Re: [PATCH 1/7] perf bench: Add build-id injection benchmark

From: Namhyung Kim
Date: Thu Sep 24 2020 - 02:23:51 EST


Hi Ian,

On Thu, Sep 24, 2020 at 7:13 AM Ian Rogers <irogers@xxxxxxxxxx> wrote:
>
> On Wed, Sep 23, 2020 at 1:05 AM Namhyung Kim <namhyung@xxxxxxxxxx> wrote:
> >
> > Sometimes I can see perf record piped with perf inject take long time
> > processing build-id. So add inject-build-id benchmark to the
> > internals benchmark suite to measure its overhead regularly.
> >
> > It runs perf inject command internally and feeds the given number of
> > synthesized events (MMAP2 + SAMPLE basically).
> >
> > Usage: perf bench internals inject-build-id <options>
> >
> > -i, --iterations <n> Number of iterations used to compute average (default: 100)
> > -m, --nr-mmaps <n> Number of mmap events for each iteration (default: 100)
> > -n, --nr-samples <n> Number of sample events per mmap event (default: 100)
> > -v, --verbose be more verbose (show iteration count, DSO name, etc)
> >
> > By default, it measures average processing time of 100 MMAP2 events
> > and 10000 SAMPLE events. Below is a result on my laptop.
> >
> > $ perf bench internals inject-build-id
> > # Running 'internals/inject-build-id' benchmark:
> > Average build-id injection took: 22.997 msec (+- 0.067 msec)
> > Average time per event: 2.255 usec (+- 0.007 usec)
>
> This is great! Some suggestions below.

Thanks!

>
> > Signed-off-by: Namhyung Kim <namhyung@xxxxxxxxxx>
> > ---
[SNIP]
> > +
> > +static const char *const bench_usage[] = {
> > + "perf bench internals inject-build-id <options>",
> > + NULL
> > +};
> > +
>
> Perhaps a comment:
> /* Helper for collect_dso that adds the given file as a dso to
> dso_list if it contains a buildid.

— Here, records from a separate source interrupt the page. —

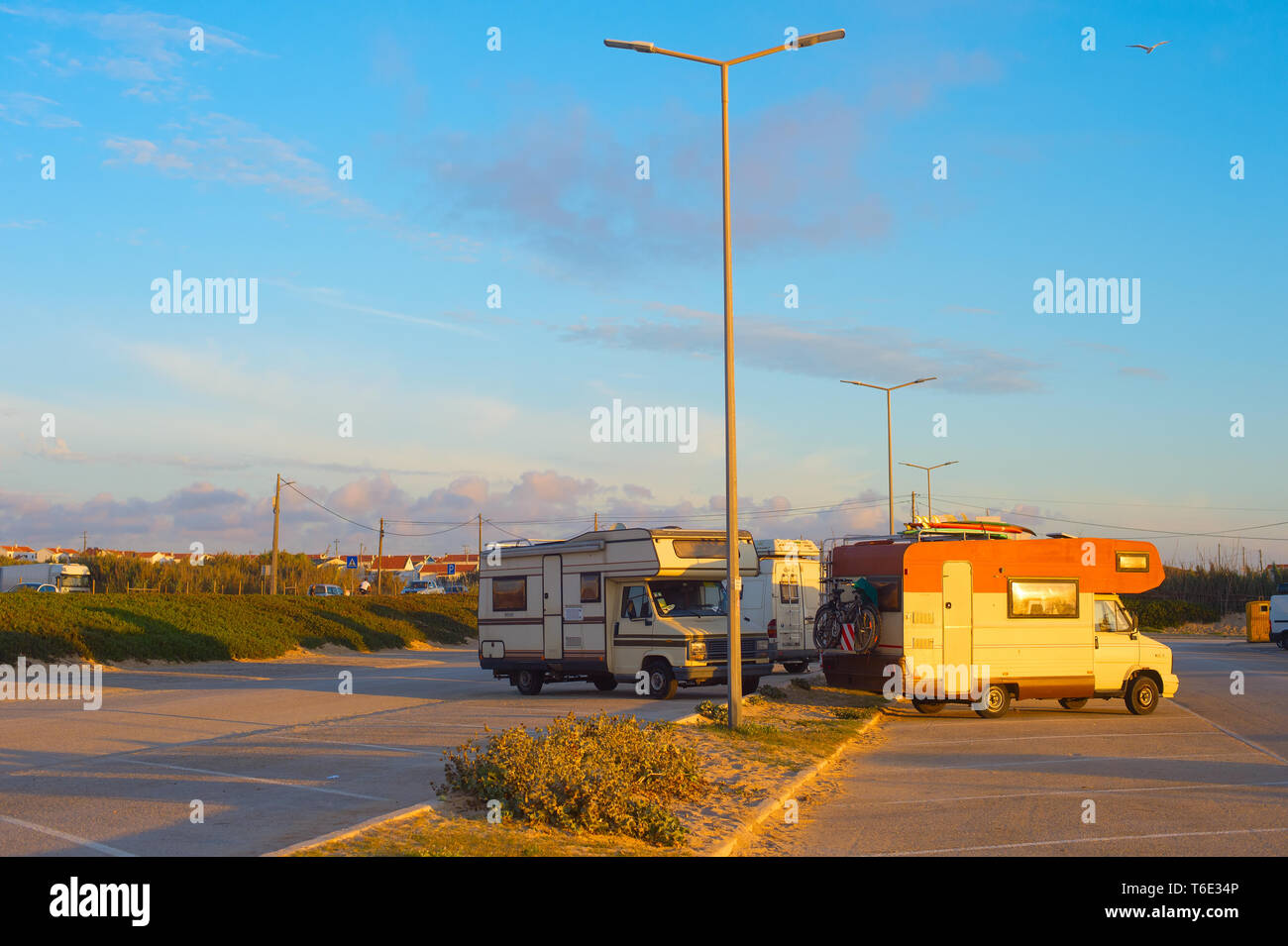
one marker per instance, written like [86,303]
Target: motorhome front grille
[717,648]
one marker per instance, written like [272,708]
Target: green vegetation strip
[220,627]
[613,786]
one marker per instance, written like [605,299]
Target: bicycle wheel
[827,627]
[867,628]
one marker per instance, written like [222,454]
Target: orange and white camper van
[644,606]
[992,614]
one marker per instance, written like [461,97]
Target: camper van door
[552,611]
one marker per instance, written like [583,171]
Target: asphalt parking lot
[275,756]
[270,749]
[1205,775]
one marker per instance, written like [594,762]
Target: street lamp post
[734,581]
[890,433]
[927,469]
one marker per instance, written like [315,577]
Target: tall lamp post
[927,469]
[734,581]
[890,433]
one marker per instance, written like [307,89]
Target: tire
[1141,696]
[528,683]
[997,700]
[662,683]
[827,627]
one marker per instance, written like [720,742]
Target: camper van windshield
[688,598]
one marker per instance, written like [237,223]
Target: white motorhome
[784,597]
[65,578]
[604,605]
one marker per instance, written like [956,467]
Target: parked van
[784,597]
[64,578]
[988,622]
[605,605]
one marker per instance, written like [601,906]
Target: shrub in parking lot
[603,774]
[1159,613]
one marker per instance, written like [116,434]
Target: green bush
[1158,613]
[716,712]
[603,774]
[220,627]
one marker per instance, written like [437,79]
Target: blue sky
[518,168]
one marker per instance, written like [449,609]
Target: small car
[325,589]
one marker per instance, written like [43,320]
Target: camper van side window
[1042,597]
[510,593]
[635,604]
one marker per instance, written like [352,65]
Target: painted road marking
[1073,841]
[54,833]
[252,778]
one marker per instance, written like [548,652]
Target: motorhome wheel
[996,701]
[1141,695]
[528,683]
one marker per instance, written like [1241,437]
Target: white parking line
[1235,735]
[1070,841]
[252,778]
[1201,787]
[72,838]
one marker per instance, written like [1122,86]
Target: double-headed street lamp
[734,584]
[890,431]
[927,469]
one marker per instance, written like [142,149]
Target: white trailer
[64,578]
[605,605]
[784,598]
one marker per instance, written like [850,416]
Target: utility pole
[277,516]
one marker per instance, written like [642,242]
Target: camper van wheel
[927,706]
[661,681]
[528,683]
[1142,695]
[996,701]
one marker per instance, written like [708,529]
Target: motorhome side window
[635,602]
[510,593]
[1044,597]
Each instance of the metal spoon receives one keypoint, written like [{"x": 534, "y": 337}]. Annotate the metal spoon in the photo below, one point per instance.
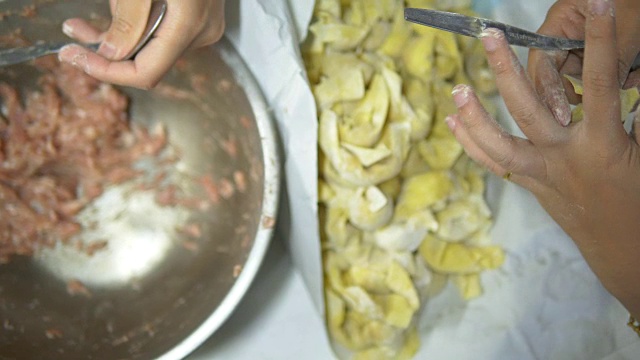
[{"x": 19, "y": 55}]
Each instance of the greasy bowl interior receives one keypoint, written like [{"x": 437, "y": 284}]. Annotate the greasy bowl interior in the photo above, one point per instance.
[{"x": 150, "y": 296}]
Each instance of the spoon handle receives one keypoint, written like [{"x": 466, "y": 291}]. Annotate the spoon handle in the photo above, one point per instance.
[{"x": 19, "y": 55}]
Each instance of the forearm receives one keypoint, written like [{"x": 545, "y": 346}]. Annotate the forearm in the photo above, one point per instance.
[{"x": 606, "y": 229}]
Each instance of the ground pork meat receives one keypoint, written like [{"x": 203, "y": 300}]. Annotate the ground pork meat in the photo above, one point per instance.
[{"x": 60, "y": 147}]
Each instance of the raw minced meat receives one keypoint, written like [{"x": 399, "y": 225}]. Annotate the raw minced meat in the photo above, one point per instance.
[{"x": 59, "y": 148}]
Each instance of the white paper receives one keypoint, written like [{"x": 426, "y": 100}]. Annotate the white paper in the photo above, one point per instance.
[{"x": 544, "y": 303}]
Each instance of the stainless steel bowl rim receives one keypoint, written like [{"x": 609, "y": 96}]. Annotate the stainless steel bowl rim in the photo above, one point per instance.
[{"x": 271, "y": 197}]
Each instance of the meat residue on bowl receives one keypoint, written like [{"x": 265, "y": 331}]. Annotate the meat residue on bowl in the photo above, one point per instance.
[{"x": 60, "y": 147}]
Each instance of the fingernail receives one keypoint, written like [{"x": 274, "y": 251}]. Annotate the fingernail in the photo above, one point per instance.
[
  {"x": 490, "y": 39},
  {"x": 107, "y": 50},
  {"x": 67, "y": 29},
  {"x": 600, "y": 7},
  {"x": 460, "y": 95},
  {"x": 451, "y": 123},
  {"x": 73, "y": 56}
]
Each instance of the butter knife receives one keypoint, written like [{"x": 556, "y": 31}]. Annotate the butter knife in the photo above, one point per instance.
[{"x": 474, "y": 26}]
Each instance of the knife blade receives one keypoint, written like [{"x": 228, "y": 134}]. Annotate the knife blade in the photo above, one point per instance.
[{"x": 474, "y": 26}]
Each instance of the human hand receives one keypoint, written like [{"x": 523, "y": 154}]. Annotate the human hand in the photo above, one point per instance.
[
  {"x": 567, "y": 18},
  {"x": 187, "y": 24},
  {"x": 586, "y": 175}
]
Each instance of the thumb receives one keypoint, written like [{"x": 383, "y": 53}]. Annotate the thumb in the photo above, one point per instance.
[{"x": 128, "y": 23}]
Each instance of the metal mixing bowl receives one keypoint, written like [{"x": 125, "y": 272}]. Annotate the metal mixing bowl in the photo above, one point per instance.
[{"x": 150, "y": 297}]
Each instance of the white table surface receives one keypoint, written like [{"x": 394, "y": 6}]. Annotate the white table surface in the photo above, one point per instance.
[{"x": 275, "y": 320}]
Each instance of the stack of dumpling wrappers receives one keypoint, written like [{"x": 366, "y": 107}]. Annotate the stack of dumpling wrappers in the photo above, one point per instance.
[{"x": 402, "y": 208}]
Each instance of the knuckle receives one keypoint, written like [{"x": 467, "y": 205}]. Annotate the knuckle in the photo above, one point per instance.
[
  {"x": 525, "y": 115},
  {"x": 121, "y": 25},
  {"x": 507, "y": 160},
  {"x": 598, "y": 83}
]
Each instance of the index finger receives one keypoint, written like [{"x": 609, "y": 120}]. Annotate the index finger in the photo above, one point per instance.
[
  {"x": 601, "y": 98},
  {"x": 127, "y": 26},
  {"x": 145, "y": 71}
]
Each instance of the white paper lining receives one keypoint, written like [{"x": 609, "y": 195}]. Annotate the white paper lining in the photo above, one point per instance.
[{"x": 544, "y": 303}]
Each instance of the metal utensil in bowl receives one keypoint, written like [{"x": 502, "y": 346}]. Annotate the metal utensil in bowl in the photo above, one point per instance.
[
  {"x": 150, "y": 297},
  {"x": 18, "y": 55}
]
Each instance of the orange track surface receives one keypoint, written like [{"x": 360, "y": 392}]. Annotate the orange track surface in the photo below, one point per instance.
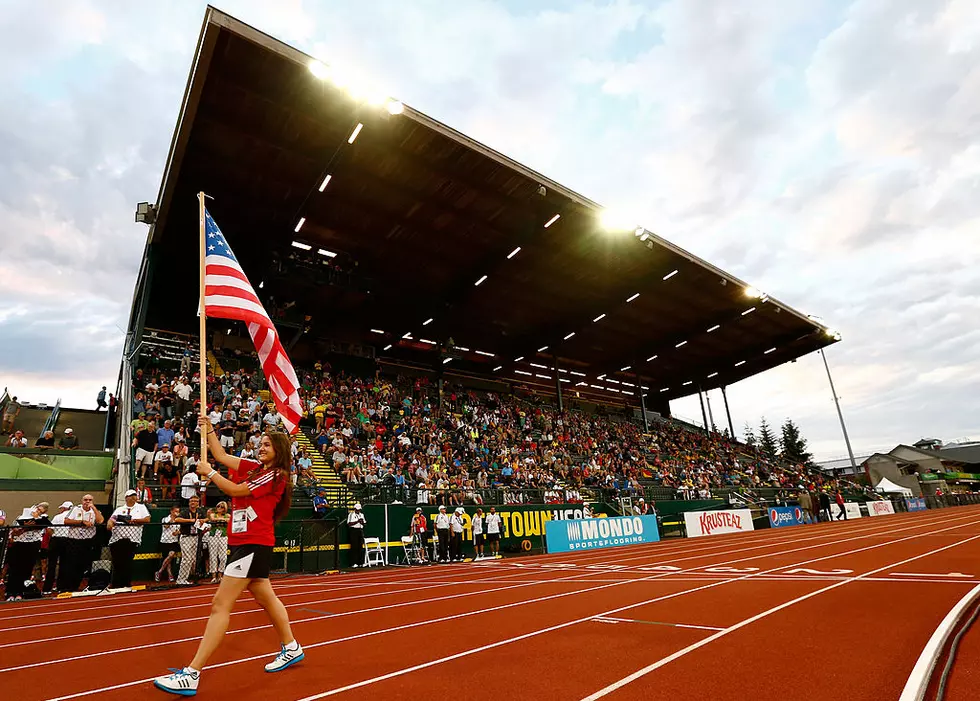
[{"x": 721, "y": 618}]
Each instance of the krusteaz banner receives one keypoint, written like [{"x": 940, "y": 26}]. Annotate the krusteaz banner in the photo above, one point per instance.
[
  {"x": 880, "y": 508},
  {"x": 715, "y": 522},
  {"x": 594, "y": 533}
]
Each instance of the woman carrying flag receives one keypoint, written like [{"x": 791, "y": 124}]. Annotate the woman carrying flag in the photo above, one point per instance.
[{"x": 261, "y": 493}]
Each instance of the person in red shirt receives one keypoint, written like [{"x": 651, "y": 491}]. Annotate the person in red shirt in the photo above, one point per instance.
[{"x": 261, "y": 493}]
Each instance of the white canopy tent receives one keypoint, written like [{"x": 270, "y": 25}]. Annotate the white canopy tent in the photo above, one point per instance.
[{"x": 886, "y": 486}]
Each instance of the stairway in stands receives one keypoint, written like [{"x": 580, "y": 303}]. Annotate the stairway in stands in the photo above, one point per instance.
[{"x": 337, "y": 493}]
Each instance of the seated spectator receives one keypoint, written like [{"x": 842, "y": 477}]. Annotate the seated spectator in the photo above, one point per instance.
[{"x": 69, "y": 441}]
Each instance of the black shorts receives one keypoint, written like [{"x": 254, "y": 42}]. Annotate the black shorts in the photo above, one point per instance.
[{"x": 249, "y": 562}]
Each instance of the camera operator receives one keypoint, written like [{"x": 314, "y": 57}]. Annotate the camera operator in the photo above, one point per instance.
[
  {"x": 126, "y": 527},
  {"x": 24, "y": 548}
]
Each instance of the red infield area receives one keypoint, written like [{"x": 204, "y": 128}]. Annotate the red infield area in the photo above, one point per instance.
[{"x": 838, "y": 610}]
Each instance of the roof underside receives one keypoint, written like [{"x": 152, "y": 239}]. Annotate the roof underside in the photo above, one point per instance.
[{"x": 417, "y": 214}]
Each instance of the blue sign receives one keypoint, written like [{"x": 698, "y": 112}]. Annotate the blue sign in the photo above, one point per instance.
[
  {"x": 594, "y": 533},
  {"x": 915, "y": 503},
  {"x": 780, "y": 516}
]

Stops after 4 such dsos.*/

Will add.. please see below.

>
> > +static int add_dso(const char *fpath, const struct stat *sb __maybe_unused,
> > + int typeflag, struct FTW *ftwbuf __maybe_unused)
> > +{
> > + struct bench_dso *dso;
> > + unsigned char build_id[BUILD_ID_SIZE];
> > +
> > + if (typeflag == FTW_D || typeflag == FTW_SL) {
> > + return 0;
> > + }
> > +
> > + if (filename__read_build_id(fpath, build_id, BUILD_ID_SIZE) < 0)
> > + return 0;
> > +
> > + dso = malloc(sizeof(*dso));
> > + if (dso == NULL)
> > + return -1;
> > +
> > + dso->name = realpath(fpath, NULL);
> > + if (dso->name == NULL) {
> > + free(dso);
> > + return -1;
> > + }
> > +
> > + dso->ino = nr_dsos++;
> > + list_add(&dso->list, &dso_list);
> > + pr_debug2(" Adding DSO: %s\n", fpath);
> > +
> > + /* stop if we collected 4x DSOs than needed */
> > + if ((unsigned)nr_dsos > 4 * nr_mmaps)
> > + return 1;
> > +
> > + return 0;
> > +}
> > +
> > +static void collect_dso(void)
> > +{
> > + if (nftw("/usr/lib/", add_dso, 10, FTW_PHYS) < 0)
> > + return;
> > +
> > + pr_debug(" Collected %d DSOs\n", nr_dsos);
>
> Should this fail if the count isn't 4?

The add_dso would stop if it collected enough DSOs.
I chose it as 4 x nr_mmaps (default: 100).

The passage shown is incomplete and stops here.